Basic Retrieval-Augmented Generation using langchain milvus
Author: Balaji Hambeere
📅 Published on: 2025-02-01
Document Retrieval and Question Answering System
Problem Statement
Current document retrieval systems are inefficient and do not provide relevant results. Users need a system that can retrieve relevant documents and answer questions based on the content of those documents.
Document Loading
Load documents from a file path to process and analyze the content.
Text Chunking
Split the loaded documents into smaller chunks to process and analyze them efficiently.
def process_chunks():
raw_documents = read_document("./data/quantum_computing.txt")
text_splitter = RecursiveCharacterTextSplitter(
chunk_size=1000, chunk_overlap=200)
return text_splitter.split_documents(raw_documents)
Embeddings Model Creation
Create an embeddings model using the OpenAI API to generate vector representations of the text chunks.
Vector Database Creation
Create a vector database using the Milvus library to store and query the vector representations of the text chunks.
Document Embeddings and Upsert
Generate vector representations of the text chunks using the embeddings model and upsert them into the vector database to query and retrieve relevant documents.
def create_embeddings_and_upsert():
documents = process_chunks()
embeddings_model = get_embeddings_model()
# Configure Milvus connection
return Milvus.from_documents(
documents,
embeddings_model,
connection_args={"uri": get_db()},
collection_name="quantum_computing_docs", # Name your collection
index_params={
"index_type": "IVF_FLAT",
"metric_type": "L2",
"params": {"nlist": 100} # Adjust nlist based on dataset size
}
)
User Query Input
Input a query so that to retrieve relevant documents from the vector database.
def user_query():
return 'Please explain Difference between classical computer and quantum computer?'
Retrieve Relevant Documents
Retrieve relevant documents from the vector database based on the user query to view and analyze the relevant content.
def create_retriever():
vector_store = create_embeddings_and_upsert()
return vector_store.as_retriever(search_type="mmr", search_kwargs={"k": 2})
def retrieve_relevant_docs():
retriever = create_retriever()
query = user_query()
docs = retriever.invoke(query)
return docs
Prepare Prompt for LLM
Prepare a prompt for the LLM to generate a response based on the retrieved relevant documents.
def prepare_prompt():
prompt = ChatPromptTemplate.from_template(
"""Answer the question based only on the following context: {context} Question: {question} """
)
return prompt
Generate Response using LLM
Generate a response using the LLM to view and analyze the generated content.
@chain
def qa(input):
docs = retrieve_relevant_docs()
prompt = prepare_prompt()
llm = ChatOpenAI(model_name="gpt-3.5-turbo", temperature=0)
formatted = prompt.invoke({"context": docs, "question": input})

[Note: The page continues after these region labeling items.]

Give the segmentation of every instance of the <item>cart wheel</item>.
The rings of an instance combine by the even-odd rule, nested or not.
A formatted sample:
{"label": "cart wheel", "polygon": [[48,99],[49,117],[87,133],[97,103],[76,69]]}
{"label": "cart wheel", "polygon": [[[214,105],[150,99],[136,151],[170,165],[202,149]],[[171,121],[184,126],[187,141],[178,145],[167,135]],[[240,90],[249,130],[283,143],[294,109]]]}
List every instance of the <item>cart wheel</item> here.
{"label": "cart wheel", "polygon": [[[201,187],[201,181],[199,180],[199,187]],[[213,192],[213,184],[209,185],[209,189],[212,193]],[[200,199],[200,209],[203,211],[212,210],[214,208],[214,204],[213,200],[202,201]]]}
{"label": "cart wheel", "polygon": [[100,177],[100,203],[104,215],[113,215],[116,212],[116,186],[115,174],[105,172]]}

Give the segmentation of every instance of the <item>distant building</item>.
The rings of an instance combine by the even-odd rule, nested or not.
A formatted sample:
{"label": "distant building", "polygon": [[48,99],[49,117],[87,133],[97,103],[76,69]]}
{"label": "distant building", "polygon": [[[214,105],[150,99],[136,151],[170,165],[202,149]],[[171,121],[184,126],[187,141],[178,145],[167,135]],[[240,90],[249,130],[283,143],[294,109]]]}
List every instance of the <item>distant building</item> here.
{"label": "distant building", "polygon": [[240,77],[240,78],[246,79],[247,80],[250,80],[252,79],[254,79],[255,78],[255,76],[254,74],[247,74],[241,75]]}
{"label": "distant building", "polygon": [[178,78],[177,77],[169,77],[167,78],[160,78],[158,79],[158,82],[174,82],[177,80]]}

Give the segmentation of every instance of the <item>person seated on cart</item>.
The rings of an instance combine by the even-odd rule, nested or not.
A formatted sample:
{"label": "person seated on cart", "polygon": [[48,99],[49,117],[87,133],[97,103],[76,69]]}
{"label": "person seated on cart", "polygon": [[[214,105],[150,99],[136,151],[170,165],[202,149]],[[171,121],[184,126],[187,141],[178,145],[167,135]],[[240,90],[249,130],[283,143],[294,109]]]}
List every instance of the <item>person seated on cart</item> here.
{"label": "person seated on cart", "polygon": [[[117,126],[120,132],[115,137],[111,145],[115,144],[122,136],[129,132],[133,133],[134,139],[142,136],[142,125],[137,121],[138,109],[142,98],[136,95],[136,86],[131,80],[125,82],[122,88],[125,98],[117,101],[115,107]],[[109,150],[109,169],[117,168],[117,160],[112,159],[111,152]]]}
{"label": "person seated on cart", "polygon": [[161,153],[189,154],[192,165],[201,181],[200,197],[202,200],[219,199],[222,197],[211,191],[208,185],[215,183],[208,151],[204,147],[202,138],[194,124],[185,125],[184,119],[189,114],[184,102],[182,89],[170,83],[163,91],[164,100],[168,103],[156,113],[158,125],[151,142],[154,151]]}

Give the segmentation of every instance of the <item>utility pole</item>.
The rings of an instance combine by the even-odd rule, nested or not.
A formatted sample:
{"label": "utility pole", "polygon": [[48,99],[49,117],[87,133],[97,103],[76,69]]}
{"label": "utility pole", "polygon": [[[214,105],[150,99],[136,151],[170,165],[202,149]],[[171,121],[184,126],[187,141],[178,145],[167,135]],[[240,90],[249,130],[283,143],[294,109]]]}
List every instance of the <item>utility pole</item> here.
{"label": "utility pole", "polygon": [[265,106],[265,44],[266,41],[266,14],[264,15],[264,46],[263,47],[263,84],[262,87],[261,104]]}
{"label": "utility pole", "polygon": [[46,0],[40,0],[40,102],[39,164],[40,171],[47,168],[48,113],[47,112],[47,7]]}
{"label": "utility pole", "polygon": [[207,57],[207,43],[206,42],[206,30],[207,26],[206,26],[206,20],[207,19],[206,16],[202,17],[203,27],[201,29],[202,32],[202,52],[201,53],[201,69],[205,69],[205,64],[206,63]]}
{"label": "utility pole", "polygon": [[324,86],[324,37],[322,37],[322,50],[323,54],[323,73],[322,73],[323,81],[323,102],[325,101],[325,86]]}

answer = llm.invoke(formatted)
return answer
# run it
result = qa.invoke(user_query())
print(result.content)
Benefits
- Efficient document retrieval and analysis
- Accurate question answering based on relevant documents
- Improved productivity and decision-making
- Scalable and flexible architecture
Technical Requirements
- OpenAI API for embeddings model and LLM
- Milvus library for vector database
- Python programming language for development
- Docker containerization for deployment
Conclusion
The Document Retrieval and Question Answering System is a powerful tool for efficient document analysis and accurate question answering. With its scalable and flexible architecture, it can be easily integrated into various applications and industries.